Semolina semantics

In a Farro-induced trance the other day I stumbled upon Palestinian couscous. Hold on, I thought – is this just Israeli couscous with a side of branding? Well, this pack was a Trade Aid product, made by Palestinian women in Jericho.  And technically speaking, it looked distinct from what I’ve seen sold as “Israeli couscous”: this one was a bit browner (whole wheat), and kind of less perfectly spherical, if you like. The Arabic word for it is apparently maftoul. Anyway, I bought it and made a fantastic salad out of it with a herb-evoo paste, spring onions, pine nuts and delicious Whangaripo buffalo fresca.
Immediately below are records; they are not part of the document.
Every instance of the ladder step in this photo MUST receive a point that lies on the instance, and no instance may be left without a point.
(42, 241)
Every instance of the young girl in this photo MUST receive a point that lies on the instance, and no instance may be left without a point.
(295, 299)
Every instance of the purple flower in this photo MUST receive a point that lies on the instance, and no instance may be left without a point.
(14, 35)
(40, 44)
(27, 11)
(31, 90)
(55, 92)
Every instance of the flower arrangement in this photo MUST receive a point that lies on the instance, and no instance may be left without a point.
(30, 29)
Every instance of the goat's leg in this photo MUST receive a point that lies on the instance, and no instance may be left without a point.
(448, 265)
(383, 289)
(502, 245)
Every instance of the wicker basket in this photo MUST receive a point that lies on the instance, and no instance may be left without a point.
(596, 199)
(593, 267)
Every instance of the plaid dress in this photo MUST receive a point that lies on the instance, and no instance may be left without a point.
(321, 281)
When couscous was all the rage – say, late 90s early 00s I ‘spose – we knew only of the Moroccan sort: small, white, light and fluffy if cooked well; a gluggy mess if not. These days you can take your pick – Moroccan, Israeli, Palestinian, and another ‘giant’ version I’ve bought from the Lebanese deli down the road, labelled moghrabieh.
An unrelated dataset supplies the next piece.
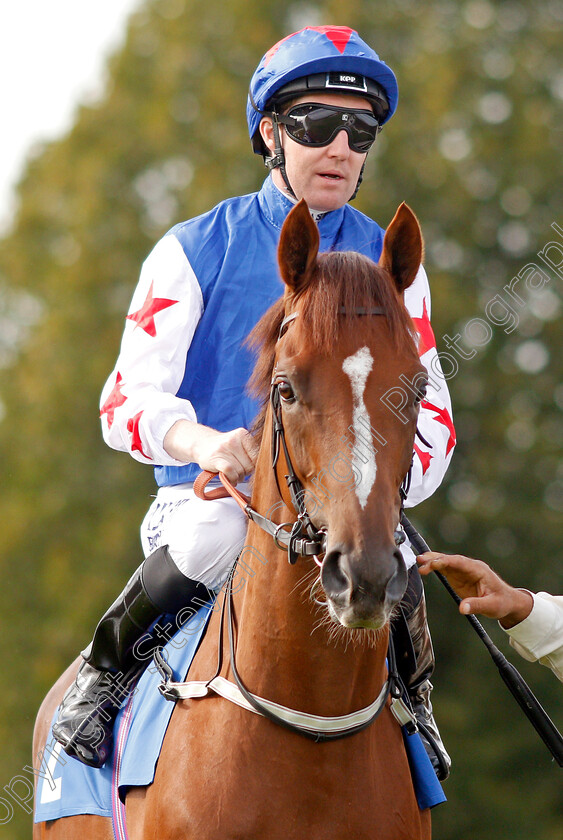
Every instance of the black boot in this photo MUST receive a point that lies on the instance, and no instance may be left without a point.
(415, 659)
(86, 716)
The point of this story, I suppose, is that I love how we’re starting to dig so much deeper into different cuisines; turning up regional variations from all sorts of cuisines. Down the road from me in the Balmoral shops, you can eat your way round China – from Hong Kong to Henan with plenty of Beijng noodles in between. It’s also the idea that cultures and religions at loggerheads often share such achingly similar  culinary traditions. A few weeks ago I interviewed Yotam Ottolenghi about his and Sami Tamimi’s new cookbook, the excellent Jerusalem. He said food is the only thing that brings Jews and Muslims together in his hometown, the holy city; people might sit side by side to enjoy a meal in an eatery (and, my goodness, what amazing eateries they must have in that city). But, he lamented, even that is happening less and less. “It really is sad”, he said, and I agreed. It really is sad.